Figure 5.. Niche cells are polarized during assembly

(A) Stills from a time course of a gonad expressing six4-eGFP::moesin to label F-actin in all SGPs. F-actin accumulates at niche-niche interfaces when niche cells begin to associate (arrow), and later repolarizes to niche-stem cell interfaces (asterisk). (B and C) Quantification of F-actin accumulation at niche-niche or niche-germ cell interfaces (B) during and (C) after completion of niche assembly in fixed tissue (p < 0.0001, Wilcoxon test). (D) Niche cells in fixed tissue expressing a somatic cell F-actin label, six4-eGFP::moesin in islet mutants in which niche cells have begun to associate but have not completed assembly. (E) F-actin accumulation at niche cell interfaces in islet mutants. (F) A model illustrating how Vm signals influence niche assembly. (G and I) Niche cells from fixed Stage 17 control gonads (G) expressing six4-eGFP::moesin or (I) immunostained for E-cadherin. (H) F-actin accumulation at niche-GSC interfaces versus niche-niche interfaces (p < 0.0001, Mann-Whitney test). (J) E-cadherin accumulates at niche-niche interfaces compared with niche-GSC interfaces (p < 0.0001, Mann-Whitney test). (K–N) Quantification of polarity loss in Stage 17 niches for (K) F-actin in biniou, (L) E-cadherin in biniou, (M) Ecad with pyr and ths removed (fgf), or (N) Ecad in slit mutants (Mann-Whitney tests). Asterisks, niche-GSC interfaces; arrows, niche-niche interfaces. Scale bars, 5 μm.

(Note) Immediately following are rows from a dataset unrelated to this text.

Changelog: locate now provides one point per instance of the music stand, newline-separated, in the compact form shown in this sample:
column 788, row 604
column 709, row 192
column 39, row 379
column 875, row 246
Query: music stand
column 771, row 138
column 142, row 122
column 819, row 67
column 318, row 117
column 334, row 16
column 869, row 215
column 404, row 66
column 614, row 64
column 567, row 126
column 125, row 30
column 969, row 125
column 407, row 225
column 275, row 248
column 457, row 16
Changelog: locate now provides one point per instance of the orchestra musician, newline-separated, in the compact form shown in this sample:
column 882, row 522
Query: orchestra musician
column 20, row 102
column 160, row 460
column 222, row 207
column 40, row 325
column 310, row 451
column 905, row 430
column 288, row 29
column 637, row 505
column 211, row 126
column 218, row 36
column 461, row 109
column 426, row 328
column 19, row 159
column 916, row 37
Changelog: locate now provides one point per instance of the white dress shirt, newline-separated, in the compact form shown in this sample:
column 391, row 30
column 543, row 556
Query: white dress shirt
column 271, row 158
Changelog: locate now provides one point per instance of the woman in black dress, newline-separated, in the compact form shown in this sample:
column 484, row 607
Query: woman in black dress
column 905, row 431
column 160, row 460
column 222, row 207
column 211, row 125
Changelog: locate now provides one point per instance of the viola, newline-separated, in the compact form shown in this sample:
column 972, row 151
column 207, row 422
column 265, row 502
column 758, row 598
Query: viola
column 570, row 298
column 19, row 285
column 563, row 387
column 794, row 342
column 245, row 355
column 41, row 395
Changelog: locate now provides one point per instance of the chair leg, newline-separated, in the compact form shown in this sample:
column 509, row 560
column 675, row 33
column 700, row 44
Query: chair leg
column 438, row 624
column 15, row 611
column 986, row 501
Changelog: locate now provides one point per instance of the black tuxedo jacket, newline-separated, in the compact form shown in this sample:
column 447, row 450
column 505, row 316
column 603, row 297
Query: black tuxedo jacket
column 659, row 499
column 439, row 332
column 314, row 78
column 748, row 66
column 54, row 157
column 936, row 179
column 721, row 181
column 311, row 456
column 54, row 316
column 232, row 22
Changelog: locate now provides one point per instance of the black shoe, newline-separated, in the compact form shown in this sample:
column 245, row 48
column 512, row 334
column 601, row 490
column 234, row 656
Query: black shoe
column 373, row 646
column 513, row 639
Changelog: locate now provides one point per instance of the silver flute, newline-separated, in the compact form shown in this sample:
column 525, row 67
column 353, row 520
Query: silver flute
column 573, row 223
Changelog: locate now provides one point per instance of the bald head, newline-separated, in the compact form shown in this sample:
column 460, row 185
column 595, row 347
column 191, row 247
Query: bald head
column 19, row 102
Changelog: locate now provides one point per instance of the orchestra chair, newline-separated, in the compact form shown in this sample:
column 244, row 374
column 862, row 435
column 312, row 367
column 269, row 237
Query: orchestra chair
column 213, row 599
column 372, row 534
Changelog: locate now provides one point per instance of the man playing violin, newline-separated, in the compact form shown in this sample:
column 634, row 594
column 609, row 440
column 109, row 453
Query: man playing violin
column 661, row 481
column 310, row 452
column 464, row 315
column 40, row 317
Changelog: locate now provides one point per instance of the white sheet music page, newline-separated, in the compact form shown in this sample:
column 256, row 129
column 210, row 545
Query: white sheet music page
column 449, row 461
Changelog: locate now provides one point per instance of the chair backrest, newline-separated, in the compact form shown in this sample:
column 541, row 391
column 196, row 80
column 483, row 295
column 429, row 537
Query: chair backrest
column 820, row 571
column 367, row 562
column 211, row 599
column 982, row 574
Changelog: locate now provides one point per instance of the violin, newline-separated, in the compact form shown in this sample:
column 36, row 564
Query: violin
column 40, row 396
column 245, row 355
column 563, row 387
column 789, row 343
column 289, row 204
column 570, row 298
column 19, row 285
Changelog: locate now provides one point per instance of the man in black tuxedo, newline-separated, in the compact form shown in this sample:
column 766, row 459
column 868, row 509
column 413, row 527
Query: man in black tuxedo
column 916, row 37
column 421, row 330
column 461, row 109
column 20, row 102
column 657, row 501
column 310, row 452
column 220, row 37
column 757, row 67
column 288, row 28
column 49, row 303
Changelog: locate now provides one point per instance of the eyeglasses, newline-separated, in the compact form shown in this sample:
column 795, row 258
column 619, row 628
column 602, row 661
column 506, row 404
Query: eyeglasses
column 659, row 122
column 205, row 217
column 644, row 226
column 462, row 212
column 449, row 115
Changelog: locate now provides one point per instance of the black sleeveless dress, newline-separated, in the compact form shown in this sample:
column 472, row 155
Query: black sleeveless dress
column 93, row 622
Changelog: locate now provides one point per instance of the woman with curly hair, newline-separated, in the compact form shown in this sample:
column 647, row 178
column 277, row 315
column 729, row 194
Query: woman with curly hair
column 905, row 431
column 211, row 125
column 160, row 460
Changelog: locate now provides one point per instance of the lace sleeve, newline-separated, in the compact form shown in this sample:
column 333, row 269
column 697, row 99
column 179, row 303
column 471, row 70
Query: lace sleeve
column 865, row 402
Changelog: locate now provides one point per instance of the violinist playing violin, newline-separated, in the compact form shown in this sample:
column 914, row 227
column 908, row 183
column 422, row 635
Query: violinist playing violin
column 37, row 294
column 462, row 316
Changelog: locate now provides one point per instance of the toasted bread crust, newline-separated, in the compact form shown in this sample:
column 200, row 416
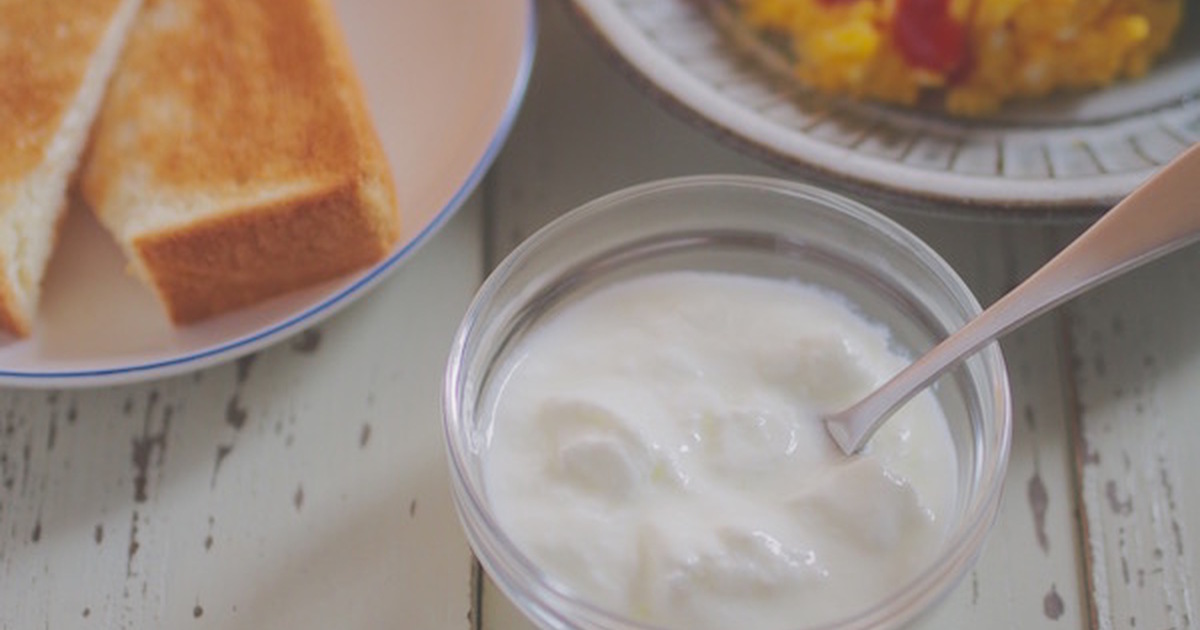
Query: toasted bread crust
column 231, row 102
column 45, row 52
column 241, row 258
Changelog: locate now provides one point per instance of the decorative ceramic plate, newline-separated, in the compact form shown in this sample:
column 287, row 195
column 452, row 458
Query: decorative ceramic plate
column 443, row 82
column 1066, row 156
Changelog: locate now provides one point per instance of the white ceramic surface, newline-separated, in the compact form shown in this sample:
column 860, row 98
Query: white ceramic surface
column 443, row 82
column 1062, row 156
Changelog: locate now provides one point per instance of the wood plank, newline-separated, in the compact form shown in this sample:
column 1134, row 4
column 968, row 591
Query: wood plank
column 1137, row 363
column 300, row 487
column 586, row 131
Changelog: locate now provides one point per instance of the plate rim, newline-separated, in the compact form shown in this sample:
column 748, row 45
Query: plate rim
column 655, row 73
column 263, row 336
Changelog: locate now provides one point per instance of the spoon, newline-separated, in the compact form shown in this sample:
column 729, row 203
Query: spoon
column 1158, row 217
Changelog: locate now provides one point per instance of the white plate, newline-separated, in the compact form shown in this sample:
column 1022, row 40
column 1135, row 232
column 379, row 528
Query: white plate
column 443, row 81
column 1066, row 156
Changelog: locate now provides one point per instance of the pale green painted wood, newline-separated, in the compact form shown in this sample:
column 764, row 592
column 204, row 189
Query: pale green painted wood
column 1137, row 349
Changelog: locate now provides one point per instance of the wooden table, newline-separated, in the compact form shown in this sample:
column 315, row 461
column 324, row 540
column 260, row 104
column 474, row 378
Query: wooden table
column 306, row 486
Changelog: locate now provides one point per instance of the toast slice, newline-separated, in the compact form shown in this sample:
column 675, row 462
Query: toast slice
column 55, row 60
column 234, row 159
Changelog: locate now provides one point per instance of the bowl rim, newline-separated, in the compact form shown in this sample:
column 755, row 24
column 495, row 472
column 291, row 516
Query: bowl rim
column 487, row 537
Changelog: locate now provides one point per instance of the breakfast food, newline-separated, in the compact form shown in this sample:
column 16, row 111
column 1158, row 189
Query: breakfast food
column 655, row 447
column 55, row 60
column 234, row 159
column 970, row 55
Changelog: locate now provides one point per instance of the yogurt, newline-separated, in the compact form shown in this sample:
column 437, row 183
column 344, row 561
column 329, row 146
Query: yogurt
column 657, row 448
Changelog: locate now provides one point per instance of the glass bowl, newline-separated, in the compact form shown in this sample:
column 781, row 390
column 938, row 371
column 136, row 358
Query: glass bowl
column 751, row 226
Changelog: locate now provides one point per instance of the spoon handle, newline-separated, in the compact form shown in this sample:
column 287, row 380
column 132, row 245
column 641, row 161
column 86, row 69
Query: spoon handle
column 1157, row 219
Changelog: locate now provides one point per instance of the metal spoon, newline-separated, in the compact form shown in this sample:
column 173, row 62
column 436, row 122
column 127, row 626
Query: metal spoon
column 1157, row 219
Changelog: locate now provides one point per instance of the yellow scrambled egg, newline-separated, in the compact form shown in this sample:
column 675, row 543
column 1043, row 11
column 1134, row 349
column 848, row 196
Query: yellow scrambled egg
column 975, row 54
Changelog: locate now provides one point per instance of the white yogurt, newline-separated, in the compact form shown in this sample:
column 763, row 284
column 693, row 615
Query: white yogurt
column 657, row 448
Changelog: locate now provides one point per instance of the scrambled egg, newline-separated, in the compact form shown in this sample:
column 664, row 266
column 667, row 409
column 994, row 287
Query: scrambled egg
column 975, row 54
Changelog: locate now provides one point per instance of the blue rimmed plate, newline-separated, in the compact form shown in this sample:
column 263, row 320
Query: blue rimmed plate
column 443, row 81
column 1067, row 156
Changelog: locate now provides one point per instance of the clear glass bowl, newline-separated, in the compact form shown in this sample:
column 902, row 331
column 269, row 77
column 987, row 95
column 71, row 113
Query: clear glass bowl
column 753, row 226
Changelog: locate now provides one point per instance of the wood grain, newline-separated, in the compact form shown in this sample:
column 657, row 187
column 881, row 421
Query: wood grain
column 1135, row 351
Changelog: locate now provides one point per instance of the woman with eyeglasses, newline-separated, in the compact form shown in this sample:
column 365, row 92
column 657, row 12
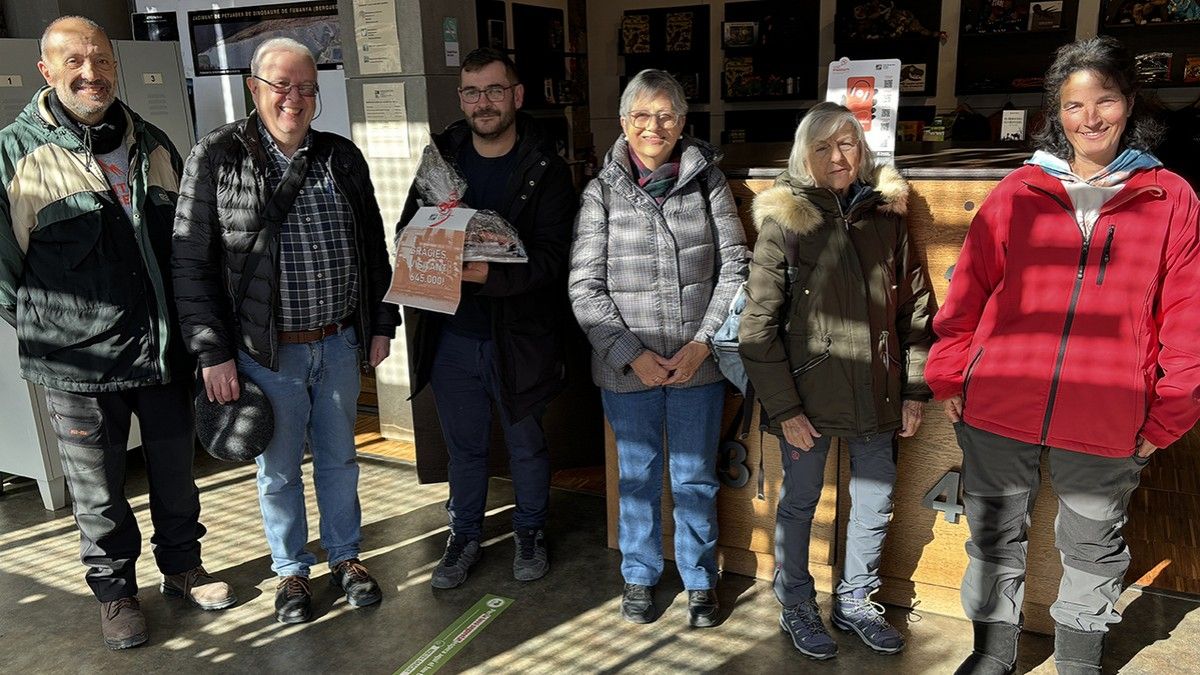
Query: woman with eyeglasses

Figure 6.. Niche assembly is required for niche function

(A and B) Stage 17 gonad, Stat (white), Fas3 (red, niche cells), and Vasa (germ cells; not shown). Niche cell, asterisk; GSCs, blue dotted line; neighboring germ cells, yellow-dotted line. (A′ and B′) Stat alone. (A″) inverted Stat. (C) Stat accumulation in GSCs relative to neighboring germ cells in control, biniou or combined signaling mutant (slit, pyr, and ths). (D) Quantification of control versus biniou mutants for percentage of GSCs with a centrosome at a GSC-niche interface (p = 0.004, Fisher’s exact test). (E and F) Stage 17 gonad, γ-tubulin (green, centrosomes), Fas3 (white, niche cells), and Vasa (magenta, germ cells). Arrowheads, GSC centrosomes; asterisk, adjacent niche cell. (G and H) Stage 17 gonads pulsed with EdU, fixed and immunostained. Merge shows EdU (white), Fas3 (magenta, niche), and Vasa (green, germ cell), along with single channel Fas3 (G′ and H′), and EdU (G″ and H″). (G′) Control niche cell with no EdU incorporation (blue arrow), and (H′) a biniou mutant niche cell incorporating EdU (yellow arrow). Asterisk, S phase GSC. (I and J) Quantification of control versus biniou mutants for: (I) percentage of gonads with quiescent niches (p = 0.0001, Fisher’s exact test); (J) S-phase index of GSCs. Scale bars, 10 μm.